Professeur Pierre Delbet


Ses études sur la santé

Le Professeur Pierre Delbet est né le 5 novembre 1861 à La Ferté-Gaucher, près de Paris. Il est, dans les années 1920, un des membres les plus éminents de l'Académie Française de Médecine. Professeur de clinique chirurgicale, Professeur de cancérologie, chercheur, fondateur d'une des premières institutions au monde de lutte contre le cancer, il est l'auteur de 28 ouvrages sur la médecine, la chirurgie, et les problèmes de société tels que l'alimentation des populations, ou la gestion de la fin de vie.

Le 7 septembre 1915 Delbet annonce devant l'Académie des sciences de Paris, qu’il est possible d’accroitre de manière considérable la phagocytose des globules blancs grâce à l’utilisation de sels halogénés de magnésium.

Il étudie ensuite les liens entre les carences alimentaires en magnésium et le cancer, et enchaîne les expériences de laboratoire sur la cancérisation, et le suivi de ses patients cancéreux de l'hôpital Necker à Paris. Il confirme à cette occasion le lien entre Magnésium et prévention du cancer.

Collaboration avec Louis Robinet
C'est en 1930 que Louis Robinet, Docteur en pharmacie, propose à Pierre Delbet, une étude comparative entre la richesse en magnésium de l'alimentation de la population française et les statistiques de cancers établis par les services ministériels français.

Cette étude qui permettra d'établir le lien entre le taux en magnésium des terres, le taux en magnésium des aliments, et le taux de cancer des populations consommant ces aliments, validera de manière incontestable les travaux de Pierre Delbet.

Il faut souligner le caractère exceptionnel de cette étude, car elle permet de mesurer la relation entre taux magnésium alimentaire et santé, sur des millions de personnes, et sur plusieurs dizaines d'années voire sur l'ensemble d'une vie humaine.

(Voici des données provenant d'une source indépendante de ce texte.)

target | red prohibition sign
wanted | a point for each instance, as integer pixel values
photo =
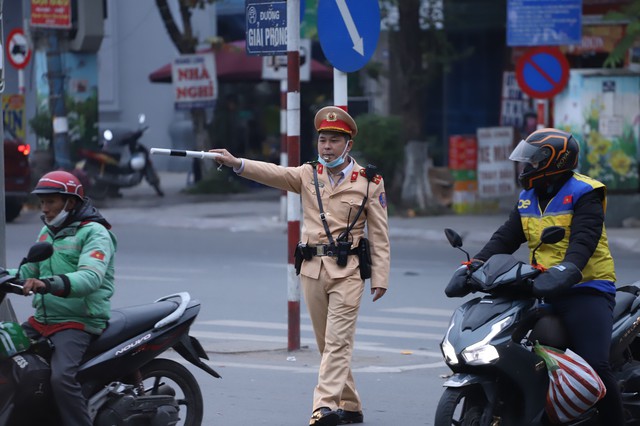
(542, 72)
(18, 51)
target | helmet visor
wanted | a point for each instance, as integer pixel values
(527, 153)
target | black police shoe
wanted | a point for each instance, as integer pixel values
(349, 417)
(324, 416)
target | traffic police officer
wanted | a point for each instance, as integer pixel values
(335, 254)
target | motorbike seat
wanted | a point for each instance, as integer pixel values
(624, 300)
(126, 323)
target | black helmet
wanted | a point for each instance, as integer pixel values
(550, 154)
(59, 182)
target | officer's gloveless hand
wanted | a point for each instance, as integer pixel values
(556, 279)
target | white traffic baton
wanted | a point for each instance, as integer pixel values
(184, 153)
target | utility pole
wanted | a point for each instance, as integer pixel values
(62, 156)
(293, 154)
(3, 218)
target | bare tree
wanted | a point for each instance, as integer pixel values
(186, 43)
(420, 52)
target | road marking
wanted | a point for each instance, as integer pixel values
(420, 311)
(398, 321)
(359, 345)
(359, 331)
(148, 278)
(310, 369)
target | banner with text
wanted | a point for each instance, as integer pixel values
(496, 173)
(194, 81)
(51, 13)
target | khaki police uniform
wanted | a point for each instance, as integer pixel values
(332, 292)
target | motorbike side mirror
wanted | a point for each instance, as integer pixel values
(455, 240)
(37, 253)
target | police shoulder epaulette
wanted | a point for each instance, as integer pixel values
(375, 179)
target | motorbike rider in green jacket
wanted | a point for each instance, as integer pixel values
(77, 282)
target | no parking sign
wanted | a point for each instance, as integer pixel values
(542, 72)
(18, 51)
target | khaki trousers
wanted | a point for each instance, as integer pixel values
(333, 306)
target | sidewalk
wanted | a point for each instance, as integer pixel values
(260, 210)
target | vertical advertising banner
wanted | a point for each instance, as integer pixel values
(496, 173)
(13, 117)
(51, 13)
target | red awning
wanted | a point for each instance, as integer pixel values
(233, 64)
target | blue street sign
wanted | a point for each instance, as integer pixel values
(348, 31)
(266, 27)
(544, 22)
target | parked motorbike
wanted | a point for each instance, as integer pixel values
(497, 378)
(121, 163)
(121, 375)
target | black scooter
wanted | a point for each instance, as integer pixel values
(498, 379)
(124, 380)
(121, 163)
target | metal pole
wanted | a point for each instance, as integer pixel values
(340, 97)
(293, 153)
(283, 143)
(3, 217)
(61, 149)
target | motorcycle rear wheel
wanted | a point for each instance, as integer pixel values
(162, 372)
(460, 406)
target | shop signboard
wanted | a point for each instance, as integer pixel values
(496, 173)
(194, 81)
(51, 13)
(544, 22)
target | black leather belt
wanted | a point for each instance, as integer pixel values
(326, 250)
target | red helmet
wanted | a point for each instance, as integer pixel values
(59, 182)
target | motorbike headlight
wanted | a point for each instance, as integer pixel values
(448, 351)
(482, 353)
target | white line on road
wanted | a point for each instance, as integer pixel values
(420, 311)
(359, 331)
(148, 278)
(310, 369)
(281, 340)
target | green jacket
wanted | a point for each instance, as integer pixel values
(82, 265)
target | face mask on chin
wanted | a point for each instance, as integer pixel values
(57, 221)
(335, 163)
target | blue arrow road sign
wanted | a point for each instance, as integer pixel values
(348, 31)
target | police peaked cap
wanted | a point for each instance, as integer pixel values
(335, 119)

En 1944, dans son livre « Politique préventive du cancer », Pierre Delbet, alerte l'opinion publique, les milieux scientifiques et les différents gouvernements sur l'existence d'une carence massive en magnésium dans l'alimentation des populations des pays développés, sur ses mécanismes, et sur ses conséquences majeures sur la santé publique.

Un tavail toujours d'actualité
Cinquante-huit ans plus tard, en 2002, l'étude française SU.VI.MAX, l'une des plus grandes études épidémiologiques mondiales jamais réalisées sur la prévention nutritionnelle des grands problèmes de santé publique, confirmera l'existence d'une carence massive en magnésium dans l'alimentation des populations des pays développés, et validera les travaux de Delbet.